Discussions

Performance and scalability: Performace trouble with a cluster weblogic 8.1

  1. I have a j2ee app running on weblogic 8.1. On my own machine, a single server ... the app works fine. Performance is no problem. But when we take it to the cluster environment, 1 managed server, 2 nodes and a proxy performance has a big drop.

    We create jobs in the application, and save. When we do this about 10 times consecutively, at one point it just freezes for about 5-8 minutes. Usually it would take only 3 seconds to complete.
    We tried looking at the GC output, but during that long freeze, there is no garbage collection happening. Or at least the server does not show any output of a gc.

    The heap size has been tried at 1g and 512m but no difference.
    The app has many cmps and stateless beans, no stateful session beans.

    Any tips on where i should start looking to fix this? Are there some settings that should be made specifically for a cluster that we are missing?

    Thanks,
    Arun

    Threaded Messages (6)

  2. ... When we do this about 10 times consecutively, at one point it just freezes for about 5-8 minutes. Usually it would take only 3 seconds to complete.We tried looking at the GC output, but during that long freeze, there is no garbage collection happening...
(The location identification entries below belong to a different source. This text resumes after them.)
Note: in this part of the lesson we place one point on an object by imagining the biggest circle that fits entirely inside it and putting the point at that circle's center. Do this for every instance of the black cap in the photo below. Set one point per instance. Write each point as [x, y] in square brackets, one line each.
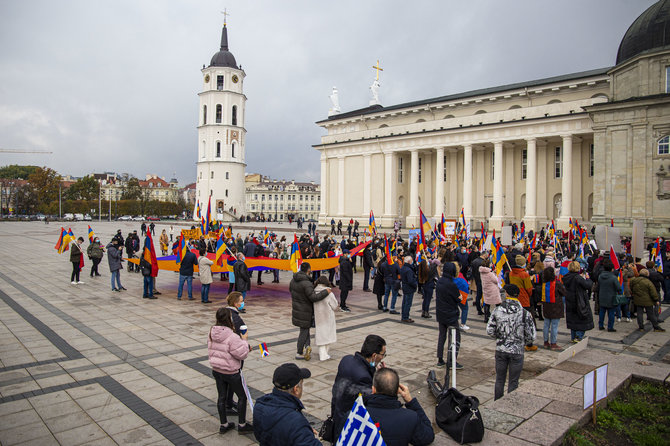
[289, 375]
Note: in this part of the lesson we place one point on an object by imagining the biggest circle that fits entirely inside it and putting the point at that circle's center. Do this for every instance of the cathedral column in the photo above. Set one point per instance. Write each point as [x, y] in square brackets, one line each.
[566, 183]
[495, 222]
[530, 219]
[340, 186]
[467, 181]
[439, 183]
[413, 214]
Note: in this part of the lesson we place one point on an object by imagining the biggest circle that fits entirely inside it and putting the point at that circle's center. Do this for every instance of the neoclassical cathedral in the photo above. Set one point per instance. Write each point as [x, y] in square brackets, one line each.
[221, 136]
[589, 146]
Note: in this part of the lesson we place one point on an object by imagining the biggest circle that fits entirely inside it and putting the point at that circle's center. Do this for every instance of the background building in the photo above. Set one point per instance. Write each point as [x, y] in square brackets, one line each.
[589, 146]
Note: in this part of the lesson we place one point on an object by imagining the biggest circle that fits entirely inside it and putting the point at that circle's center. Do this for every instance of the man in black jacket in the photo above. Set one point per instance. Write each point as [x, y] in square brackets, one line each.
[398, 425]
[354, 376]
[302, 307]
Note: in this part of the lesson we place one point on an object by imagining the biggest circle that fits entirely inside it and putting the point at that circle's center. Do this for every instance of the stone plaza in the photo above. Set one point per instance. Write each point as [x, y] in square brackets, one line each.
[80, 364]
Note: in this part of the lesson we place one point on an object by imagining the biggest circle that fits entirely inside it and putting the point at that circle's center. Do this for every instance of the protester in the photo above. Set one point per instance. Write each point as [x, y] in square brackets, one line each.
[578, 315]
[354, 376]
[226, 350]
[95, 251]
[513, 328]
[302, 305]
[205, 268]
[278, 418]
[324, 319]
[400, 426]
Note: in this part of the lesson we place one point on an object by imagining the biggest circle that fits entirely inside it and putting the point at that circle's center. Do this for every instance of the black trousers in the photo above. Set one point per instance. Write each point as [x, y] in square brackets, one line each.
[233, 382]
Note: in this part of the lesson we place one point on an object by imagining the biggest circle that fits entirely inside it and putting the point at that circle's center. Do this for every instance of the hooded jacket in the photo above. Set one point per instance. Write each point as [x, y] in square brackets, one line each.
[511, 326]
[278, 421]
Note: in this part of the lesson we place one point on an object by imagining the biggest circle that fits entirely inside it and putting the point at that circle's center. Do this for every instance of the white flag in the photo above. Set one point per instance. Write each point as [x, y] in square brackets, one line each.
[360, 430]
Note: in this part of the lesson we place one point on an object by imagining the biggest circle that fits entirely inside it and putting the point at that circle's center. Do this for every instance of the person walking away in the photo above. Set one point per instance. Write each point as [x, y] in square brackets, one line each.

    The solution is obvious: when you are in the middle of one of these freeze situations, you only need to send the SIGQUIT signal to both the JVMs you are using (in UNIX, you must type: $kill -3 <pid> ).
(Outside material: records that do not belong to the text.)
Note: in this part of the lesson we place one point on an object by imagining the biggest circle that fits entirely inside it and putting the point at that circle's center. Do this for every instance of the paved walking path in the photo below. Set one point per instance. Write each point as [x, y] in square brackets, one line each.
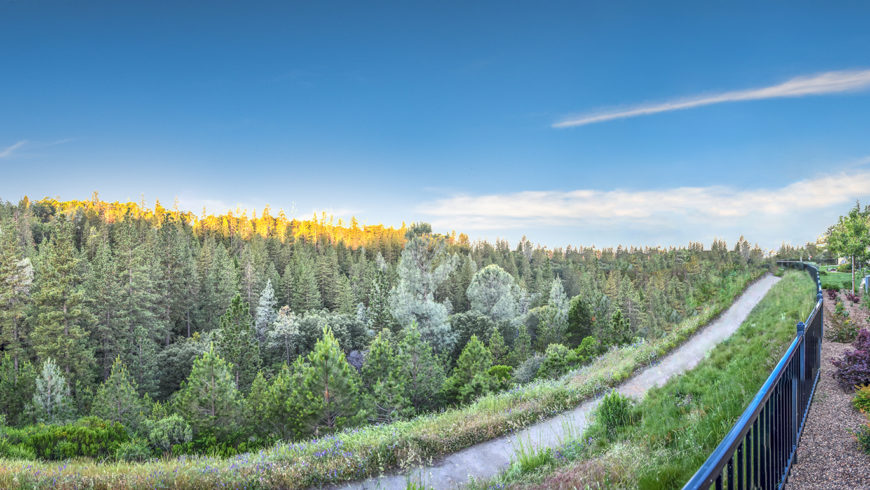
[828, 455]
[487, 459]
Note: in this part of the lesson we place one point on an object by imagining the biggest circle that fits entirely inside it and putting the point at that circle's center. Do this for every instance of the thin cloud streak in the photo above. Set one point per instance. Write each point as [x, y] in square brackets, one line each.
[820, 84]
[712, 205]
[9, 150]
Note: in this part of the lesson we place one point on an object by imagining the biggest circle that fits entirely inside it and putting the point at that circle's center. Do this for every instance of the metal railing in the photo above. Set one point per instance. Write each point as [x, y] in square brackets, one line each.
[760, 449]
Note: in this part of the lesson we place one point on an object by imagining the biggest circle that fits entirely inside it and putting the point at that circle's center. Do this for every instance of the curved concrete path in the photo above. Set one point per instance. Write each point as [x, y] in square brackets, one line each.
[487, 459]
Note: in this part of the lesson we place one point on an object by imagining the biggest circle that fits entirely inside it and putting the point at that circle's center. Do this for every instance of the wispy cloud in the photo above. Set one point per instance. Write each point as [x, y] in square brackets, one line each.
[696, 211]
[823, 83]
[9, 150]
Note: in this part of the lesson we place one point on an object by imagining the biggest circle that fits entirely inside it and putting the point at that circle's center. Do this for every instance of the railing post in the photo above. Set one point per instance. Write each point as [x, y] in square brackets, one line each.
[796, 382]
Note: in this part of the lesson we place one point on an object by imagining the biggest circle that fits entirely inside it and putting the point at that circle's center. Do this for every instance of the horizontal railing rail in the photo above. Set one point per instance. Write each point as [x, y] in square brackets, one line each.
[760, 449]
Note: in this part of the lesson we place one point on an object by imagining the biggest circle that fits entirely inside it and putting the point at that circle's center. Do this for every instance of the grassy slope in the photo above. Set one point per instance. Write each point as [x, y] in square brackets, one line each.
[371, 450]
[678, 425]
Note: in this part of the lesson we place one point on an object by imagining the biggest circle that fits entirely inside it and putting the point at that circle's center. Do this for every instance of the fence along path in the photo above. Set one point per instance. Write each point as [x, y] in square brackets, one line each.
[487, 459]
[759, 450]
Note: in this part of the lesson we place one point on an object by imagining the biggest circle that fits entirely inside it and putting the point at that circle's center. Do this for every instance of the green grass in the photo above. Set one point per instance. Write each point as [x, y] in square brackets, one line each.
[363, 452]
[837, 280]
[677, 426]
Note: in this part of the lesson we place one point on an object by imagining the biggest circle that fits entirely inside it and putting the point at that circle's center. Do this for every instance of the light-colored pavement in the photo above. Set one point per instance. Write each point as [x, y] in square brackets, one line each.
[487, 459]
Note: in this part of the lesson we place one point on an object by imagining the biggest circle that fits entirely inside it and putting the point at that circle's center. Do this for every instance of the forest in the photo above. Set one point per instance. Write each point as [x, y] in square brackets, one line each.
[130, 332]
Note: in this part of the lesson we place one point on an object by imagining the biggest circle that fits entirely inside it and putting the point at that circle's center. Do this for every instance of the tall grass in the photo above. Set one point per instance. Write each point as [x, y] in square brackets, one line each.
[371, 450]
[674, 428]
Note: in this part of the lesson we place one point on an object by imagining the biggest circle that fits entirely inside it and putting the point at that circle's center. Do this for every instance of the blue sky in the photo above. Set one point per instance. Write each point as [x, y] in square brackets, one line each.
[450, 112]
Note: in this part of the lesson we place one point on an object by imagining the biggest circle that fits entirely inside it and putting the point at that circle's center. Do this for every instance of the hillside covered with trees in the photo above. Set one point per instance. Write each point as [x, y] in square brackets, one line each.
[163, 332]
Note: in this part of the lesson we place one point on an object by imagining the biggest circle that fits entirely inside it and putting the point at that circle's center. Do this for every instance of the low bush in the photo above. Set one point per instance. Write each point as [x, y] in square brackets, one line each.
[528, 369]
[853, 369]
[614, 412]
[841, 329]
[861, 401]
[863, 437]
[88, 437]
[133, 450]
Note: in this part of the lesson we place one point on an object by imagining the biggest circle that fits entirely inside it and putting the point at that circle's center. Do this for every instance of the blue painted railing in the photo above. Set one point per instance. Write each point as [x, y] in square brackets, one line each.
[760, 449]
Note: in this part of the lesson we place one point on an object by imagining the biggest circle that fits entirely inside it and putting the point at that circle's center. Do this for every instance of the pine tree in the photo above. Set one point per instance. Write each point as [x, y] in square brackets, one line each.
[378, 312]
[52, 403]
[330, 386]
[382, 380]
[118, 399]
[59, 311]
[237, 343]
[16, 276]
[208, 399]
[464, 384]
[102, 287]
[284, 335]
[300, 284]
[497, 347]
[257, 406]
[286, 401]
[17, 386]
[424, 265]
[580, 322]
[494, 293]
[522, 346]
[421, 371]
[266, 315]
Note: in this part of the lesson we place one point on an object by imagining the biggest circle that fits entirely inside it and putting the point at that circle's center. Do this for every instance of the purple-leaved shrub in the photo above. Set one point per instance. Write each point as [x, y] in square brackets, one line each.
[853, 369]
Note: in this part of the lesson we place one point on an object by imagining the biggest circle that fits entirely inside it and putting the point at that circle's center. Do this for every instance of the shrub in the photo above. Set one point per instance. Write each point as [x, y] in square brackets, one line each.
[863, 437]
[528, 369]
[614, 412]
[841, 329]
[853, 369]
[557, 361]
[861, 401]
[501, 375]
[588, 350]
[168, 432]
[88, 437]
[133, 450]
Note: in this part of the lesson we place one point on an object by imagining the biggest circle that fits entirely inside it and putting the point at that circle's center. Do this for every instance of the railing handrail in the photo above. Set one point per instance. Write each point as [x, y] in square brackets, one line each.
[718, 459]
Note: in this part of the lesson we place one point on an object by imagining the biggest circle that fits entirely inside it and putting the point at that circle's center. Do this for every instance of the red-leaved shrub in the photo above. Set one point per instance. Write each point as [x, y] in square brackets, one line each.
[853, 369]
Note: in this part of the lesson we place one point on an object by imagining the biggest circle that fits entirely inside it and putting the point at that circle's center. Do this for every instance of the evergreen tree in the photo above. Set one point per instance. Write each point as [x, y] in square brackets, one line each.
[59, 313]
[421, 370]
[330, 386]
[16, 276]
[494, 293]
[424, 265]
[17, 386]
[284, 335]
[285, 402]
[379, 314]
[468, 379]
[382, 380]
[522, 346]
[208, 399]
[497, 347]
[52, 403]
[300, 284]
[138, 304]
[257, 406]
[118, 400]
[237, 343]
[102, 286]
[580, 323]
[266, 315]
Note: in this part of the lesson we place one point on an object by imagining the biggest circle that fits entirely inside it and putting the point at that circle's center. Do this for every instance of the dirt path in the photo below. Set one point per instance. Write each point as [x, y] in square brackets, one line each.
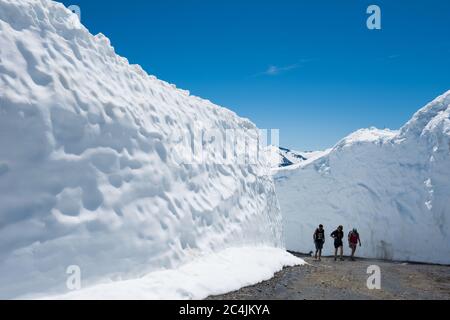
[347, 280]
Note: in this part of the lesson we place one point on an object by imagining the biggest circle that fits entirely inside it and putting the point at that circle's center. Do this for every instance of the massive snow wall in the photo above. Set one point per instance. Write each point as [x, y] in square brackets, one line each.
[88, 174]
[394, 186]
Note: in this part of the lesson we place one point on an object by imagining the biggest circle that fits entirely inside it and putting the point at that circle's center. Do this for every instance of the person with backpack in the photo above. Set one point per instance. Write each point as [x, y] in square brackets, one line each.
[338, 235]
[319, 240]
[353, 239]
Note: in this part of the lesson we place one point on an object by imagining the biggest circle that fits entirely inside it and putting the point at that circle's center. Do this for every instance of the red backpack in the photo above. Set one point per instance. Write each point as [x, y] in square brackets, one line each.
[353, 237]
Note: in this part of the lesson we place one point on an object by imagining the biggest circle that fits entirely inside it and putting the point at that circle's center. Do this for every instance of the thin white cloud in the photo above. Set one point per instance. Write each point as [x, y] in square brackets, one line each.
[277, 70]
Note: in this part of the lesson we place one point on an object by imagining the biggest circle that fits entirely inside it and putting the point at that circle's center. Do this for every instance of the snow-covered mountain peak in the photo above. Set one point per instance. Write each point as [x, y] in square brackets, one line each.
[434, 116]
[369, 135]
    If you look at the application server console, you can find what is happening inside (you are going to see the activity of all the threads of the JVM).


    Jose Ramon Huerga
    http://www.terra.es/personal/jrhuega
  3. The kill -3 will definitely help determine what you are hanging on at the time to get a good thread dump (make sure to look in the node manager logs to see that output). This will not kill the server. A 5 – 8 minute freeze sounds really out of the norm except in cases of high memory utilization, huge heap and a full GC.

    You can use the following to determine the maximum length of any GC rather than using the WLS console to get this measure:

    -XX:+PrintGCDetails -XX:+PrintGCTimeStamps -XX:+PrintTenuringDistribution -Xloggc:/LOGDIR/LOGNAME.out -verbose:gc –

    Then download the Sun PrintGCStats shell script and run it against your GC output as follows (assuming 4 CPU box)

    PrintGCStats -v ncpu=4 LOGNAME.out

    You will want to looks for a GC line that shows the stop the world full GC’s. If it matches your timeout period then you know a GC is the culprit:

    what count total mean max stddev


    GC(s) 2559 210.014 0.08207 5.897 0.3179

    This should help.

    Note it will not work with jrockit.

    Terry Trippany
    Chicago
  4. Will try[ Go to top ]

    Thanks for the tips ... will give it a try.
  5. Will try[ Go to top ]

    if the thread dump does not help try a profiling (OptimizeIT, JProbe, ...)
  6. Will try[ Go to top ]

    i think you are far better off trying PerformaSure. I guess Jprobe and optimizeit are single instance profiling tool...
    it worked for use , we had somewhat off a same problem and this tool PerformaSure told the casue of the issue
  7. Will try[ Go to top ]

    i think you are far better off trying PerformaSure. I guess Jprobe and optimizeit are single instance profiling tool...it worked for use , we had somewhat off a same problem and this tool PerformaSure told the casue of the issue

    Yeah, this is true: JProbe is designed to be used in just one instance, and under a very low load. In order to see what is happening inside the application under a heavy load test, you must use PerformaSure.


    Jose R. Huerga

    http://www.terra.es/personal/jrhuerga